Step One: Download Firefox
Firefox is a free, open source web browser that works on Windows, Mac, and Linux systems. It’s not my favourite browser in the world, but it has the largest library of customizable options. We’ll start out with Firefox, but if you’re really committed to the Chrome or Safari browsers we can find ways for you to move forward.

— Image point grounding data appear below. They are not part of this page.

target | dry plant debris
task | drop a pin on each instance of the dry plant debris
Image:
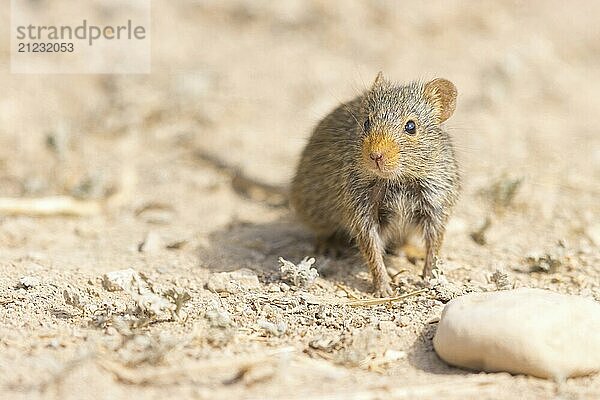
(302, 275)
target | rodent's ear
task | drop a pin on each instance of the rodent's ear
(442, 93)
(379, 79)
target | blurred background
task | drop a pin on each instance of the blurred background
(240, 84)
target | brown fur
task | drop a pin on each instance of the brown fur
(378, 185)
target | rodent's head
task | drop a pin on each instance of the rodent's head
(400, 127)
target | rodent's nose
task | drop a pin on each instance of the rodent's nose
(376, 156)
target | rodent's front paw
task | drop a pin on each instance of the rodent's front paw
(383, 289)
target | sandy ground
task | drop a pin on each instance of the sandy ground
(237, 86)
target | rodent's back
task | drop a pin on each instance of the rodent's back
(317, 190)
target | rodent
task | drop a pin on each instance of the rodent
(378, 168)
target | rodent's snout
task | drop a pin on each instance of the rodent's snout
(378, 159)
(380, 153)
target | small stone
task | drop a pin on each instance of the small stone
(272, 329)
(233, 282)
(403, 320)
(521, 331)
(27, 282)
(387, 326)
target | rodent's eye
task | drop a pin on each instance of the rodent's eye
(410, 127)
(367, 125)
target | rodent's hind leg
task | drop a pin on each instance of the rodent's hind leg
(433, 235)
(371, 247)
(394, 247)
(333, 245)
(396, 239)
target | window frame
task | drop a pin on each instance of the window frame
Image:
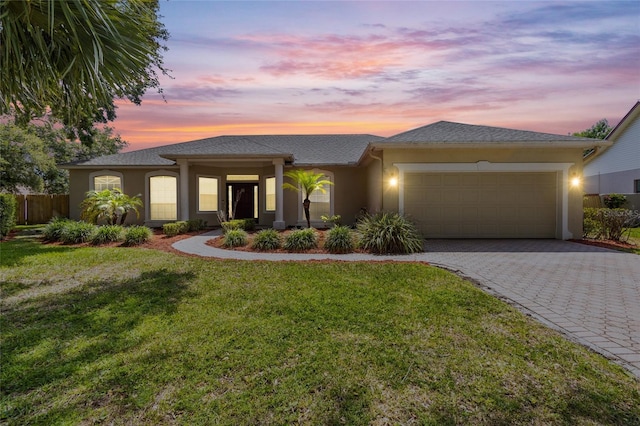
(94, 175)
(266, 193)
(218, 183)
(147, 203)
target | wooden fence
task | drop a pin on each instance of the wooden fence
(34, 209)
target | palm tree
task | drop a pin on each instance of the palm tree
(109, 204)
(73, 58)
(307, 181)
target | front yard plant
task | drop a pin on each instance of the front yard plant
(340, 240)
(136, 235)
(235, 238)
(267, 239)
(301, 240)
(168, 339)
(389, 233)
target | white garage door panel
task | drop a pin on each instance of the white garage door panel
(482, 205)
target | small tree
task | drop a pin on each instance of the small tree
(307, 181)
(109, 205)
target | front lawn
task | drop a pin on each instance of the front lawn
(139, 336)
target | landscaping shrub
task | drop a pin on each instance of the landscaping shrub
(591, 226)
(107, 234)
(610, 224)
(614, 201)
(387, 233)
(174, 228)
(244, 224)
(77, 232)
(267, 239)
(235, 238)
(196, 224)
(53, 230)
(339, 240)
(301, 240)
(136, 234)
(8, 205)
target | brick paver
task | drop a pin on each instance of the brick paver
(590, 294)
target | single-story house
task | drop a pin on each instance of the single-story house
(453, 180)
(616, 169)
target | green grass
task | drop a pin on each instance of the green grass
(136, 336)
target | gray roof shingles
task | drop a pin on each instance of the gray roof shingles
(448, 132)
(309, 150)
(305, 150)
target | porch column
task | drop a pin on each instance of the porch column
(184, 189)
(279, 222)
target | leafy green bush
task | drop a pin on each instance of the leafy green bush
(107, 234)
(77, 232)
(174, 228)
(53, 230)
(340, 239)
(614, 201)
(244, 224)
(591, 224)
(301, 240)
(609, 224)
(8, 207)
(196, 224)
(267, 239)
(235, 238)
(136, 234)
(387, 233)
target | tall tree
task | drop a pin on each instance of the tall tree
(30, 155)
(72, 58)
(24, 159)
(308, 182)
(600, 130)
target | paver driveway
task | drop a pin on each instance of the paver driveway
(590, 294)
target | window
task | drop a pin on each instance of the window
(105, 179)
(320, 203)
(163, 198)
(207, 194)
(270, 194)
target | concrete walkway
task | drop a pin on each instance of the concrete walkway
(590, 294)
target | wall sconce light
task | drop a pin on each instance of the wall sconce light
(575, 181)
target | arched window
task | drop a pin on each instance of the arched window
(105, 179)
(163, 196)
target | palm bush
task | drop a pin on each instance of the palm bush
(235, 238)
(77, 232)
(301, 240)
(388, 233)
(340, 239)
(267, 239)
(107, 234)
(53, 230)
(136, 235)
(110, 205)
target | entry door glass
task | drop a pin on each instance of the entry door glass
(242, 200)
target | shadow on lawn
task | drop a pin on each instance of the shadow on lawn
(85, 339)
(21, 247)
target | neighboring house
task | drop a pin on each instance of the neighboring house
(616, 169)
(454, 180)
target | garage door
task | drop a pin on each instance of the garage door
(482, 205)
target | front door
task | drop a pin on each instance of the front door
(242, 200)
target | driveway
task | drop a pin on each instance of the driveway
(590, 294)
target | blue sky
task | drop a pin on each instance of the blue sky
(384, 67)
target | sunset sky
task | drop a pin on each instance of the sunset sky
(301, 67)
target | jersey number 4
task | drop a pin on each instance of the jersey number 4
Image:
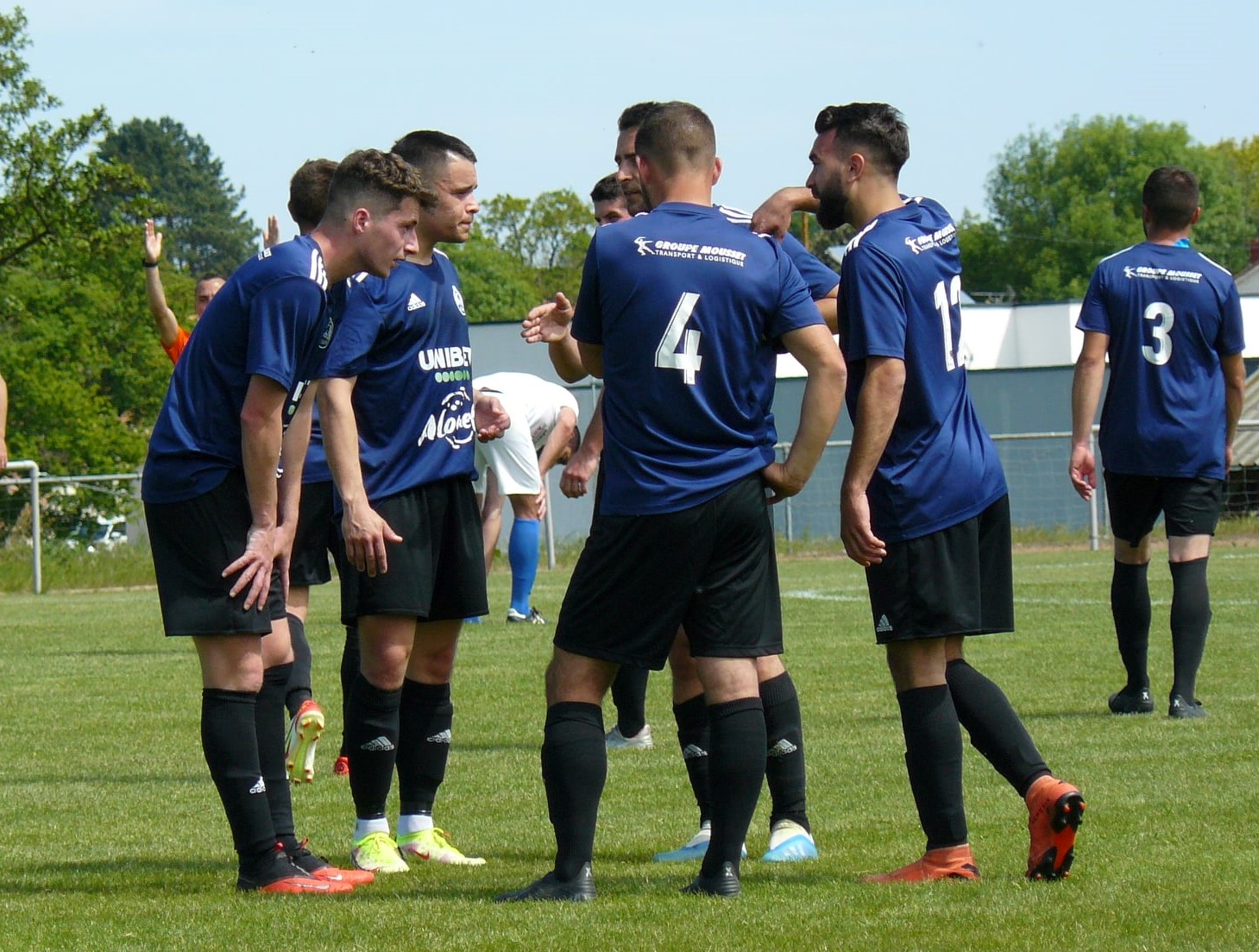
(688, 359)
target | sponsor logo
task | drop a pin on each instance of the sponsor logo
(452, 423)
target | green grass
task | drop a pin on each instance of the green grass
(114, 837)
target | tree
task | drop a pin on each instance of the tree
(48, 188)
(186, 192)
(1059, 205)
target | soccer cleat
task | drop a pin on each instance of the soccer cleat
(1055, 811)
(435, 845)
(534, 617)
(616, 741)
(304, 733)
(581, 889)
(790, 842)
(1181, 709)
(320, 867)
(378, 853)
(946, 863)
(1130, 702)
(723, 884)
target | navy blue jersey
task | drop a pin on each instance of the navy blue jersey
(689, 309)
(269, 318)
(406, 339)
(1171, 314)
(900, 298)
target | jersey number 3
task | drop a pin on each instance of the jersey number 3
(688, 359)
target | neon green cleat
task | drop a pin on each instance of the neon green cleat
(435, 845)
(378, 853)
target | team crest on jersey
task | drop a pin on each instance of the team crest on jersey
(452, 423)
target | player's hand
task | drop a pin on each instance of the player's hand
(491, 419)
(365, 534)
(576, 479)
(1083, 471)
(153, 241)
(860, 543)
(255, 567)
(548, 323)
(781, 482)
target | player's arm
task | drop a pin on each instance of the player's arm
(1086, 393)
(260, 451)
(878, 408)
(365, 533)
(1234, 395)
(819, 409)
(164, 318)
(773, 216)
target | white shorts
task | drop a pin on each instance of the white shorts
(512, 457)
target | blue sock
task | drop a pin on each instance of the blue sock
(523, 558)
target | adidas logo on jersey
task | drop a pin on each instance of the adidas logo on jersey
(784, 748)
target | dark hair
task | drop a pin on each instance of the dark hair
(378, 179)
(607, 189)
(875, 129)
(1173, 197)
(430, 151)
(633, 116)
(307, 192)
(677, 135)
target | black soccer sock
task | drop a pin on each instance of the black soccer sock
(575, 770)
(996, 729)
(423, 744)
(350, 661)
(230, 748)
(271, 728)
(299, 680)
(1130, 606)
(933, 756)
(693, 738)
(372, 737)
(738, 766)
(630, 697)
(1191, 617)
(784, 751)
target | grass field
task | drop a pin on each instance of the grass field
(114, 837)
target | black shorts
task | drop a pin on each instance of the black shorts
(710, 568)
(438, 571)
(316, 537)
(957, 581)
(1190, 505)
(192, 542)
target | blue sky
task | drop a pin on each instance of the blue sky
(535, 88)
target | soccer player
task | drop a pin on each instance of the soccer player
(219, 521)
(398, 427)
(1170, 320)
(170, 332)
(790, 835)
(543, 432)
(680, 312)
(923, 504)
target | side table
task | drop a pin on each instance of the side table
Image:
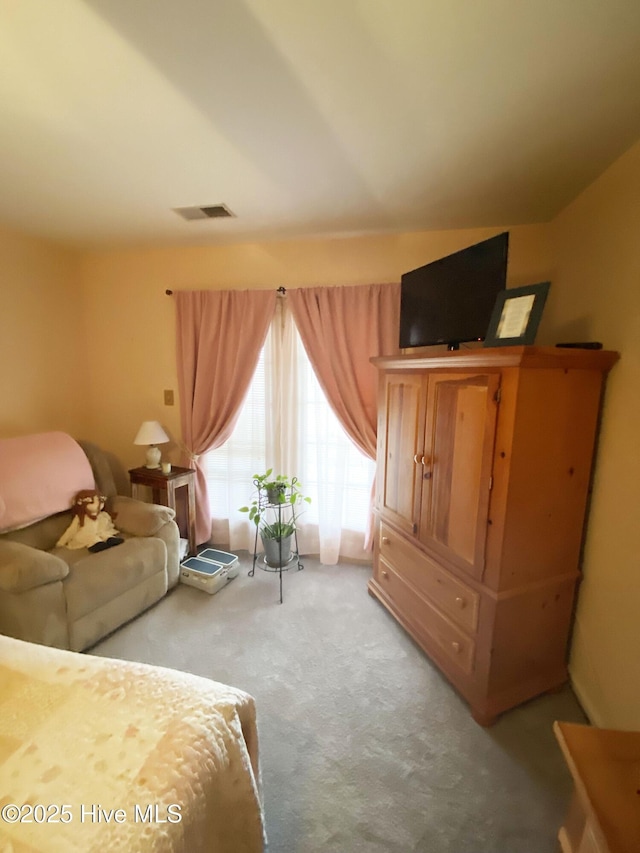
(604, 816)
(163, 488)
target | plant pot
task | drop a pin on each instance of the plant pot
(275, 494)
(277, 552)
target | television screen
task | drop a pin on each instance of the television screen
(450, 301)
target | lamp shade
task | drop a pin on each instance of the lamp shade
(151, 432)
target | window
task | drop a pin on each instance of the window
(286, 423)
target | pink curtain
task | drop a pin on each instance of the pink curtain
(341, 329)
(219, 338)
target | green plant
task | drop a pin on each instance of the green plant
(272, 491)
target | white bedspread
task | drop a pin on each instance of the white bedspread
(104, 755)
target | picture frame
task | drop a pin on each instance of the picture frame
(516, 315)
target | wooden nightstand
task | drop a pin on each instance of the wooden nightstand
(604, 816)
(163, 488)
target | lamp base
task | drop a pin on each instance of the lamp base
(153, 456)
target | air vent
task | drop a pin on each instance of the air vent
(209, 211)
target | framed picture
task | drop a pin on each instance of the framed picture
(516, 315)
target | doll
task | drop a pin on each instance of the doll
(91, 527)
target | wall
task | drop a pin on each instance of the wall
(132, 320)
(596, 296)
(41, 338)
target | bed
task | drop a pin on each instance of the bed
(105, 755)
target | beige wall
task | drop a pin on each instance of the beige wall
(596, 296)
(132, 320)
(41, 338)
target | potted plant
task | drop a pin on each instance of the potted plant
(273, 494)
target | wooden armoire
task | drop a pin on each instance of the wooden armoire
(484, 467)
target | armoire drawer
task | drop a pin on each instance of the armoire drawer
(458, 601)
(426, 620)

A list of search extensions

Search Extensions

Step Two: Incorporate Search Extensions.
In the upper right corner, you’ll see a search box. For the most part, we usually just use that for Google. But we can add ‘extensions’ to give us direct searches for libraries, the Internet Archive, dictionaries, etc. Let’s add a few.

Internet Archive
Project Gutenberg

(more are available here)

Step Three: Kicking Up Our Web Browsing Experience
Install DeeperWeb

Now restart your browser and try a Google Search. This will help you find what you are looking for quickly. If you were looking for an individual with a common name, you could find what you are looking for fairly quickly.

Step Four: Key Resources (Advanced Searches)

Google Books
Internet Archive
Haithi Trust
Flickr Commons
Wolfram Alpha
Google N-Gram Viewer

Lesson Three: A Citation Management System

Blue book = Save to DB

Blue book = Save to DB

1. Install Zotero
2. Now that we have it installed, let’s try it out. Do a WORLDCAT search from our new extensions and add the book to your database. Do so by clicking on the little book icon that will appear in your search bar.
3. Let’s do the same with a journal article. Let’s go into JSTOR, find something, and make sure we add the PDF to our database.

You can also download STANDALONE ZOTERO if you want to use Safari or Chrome, and add a custom extension.

4. Now let’s get it to talk to Word or OpenOffice. We need to install the relevant plugins. In class, I will show you how to use Zotero to make top-notch citations. This is really helpful for undergraduates especially – you’re taking tons of different classes, so you can easily use this for MLA, Chicago, APA, and other forms of citations.

Lesson Four: Data Coming to Us

You should get into the habit of letting information come to you rather than the other way around. Let’s use Google Reader to collect RSS feeds.

Lesson Five: Web Presence

We will deal with this next class, although it might be worth thinking about a good avatar as we start to build our online presences. If you don’t have one yet, try setting up a Gravatar.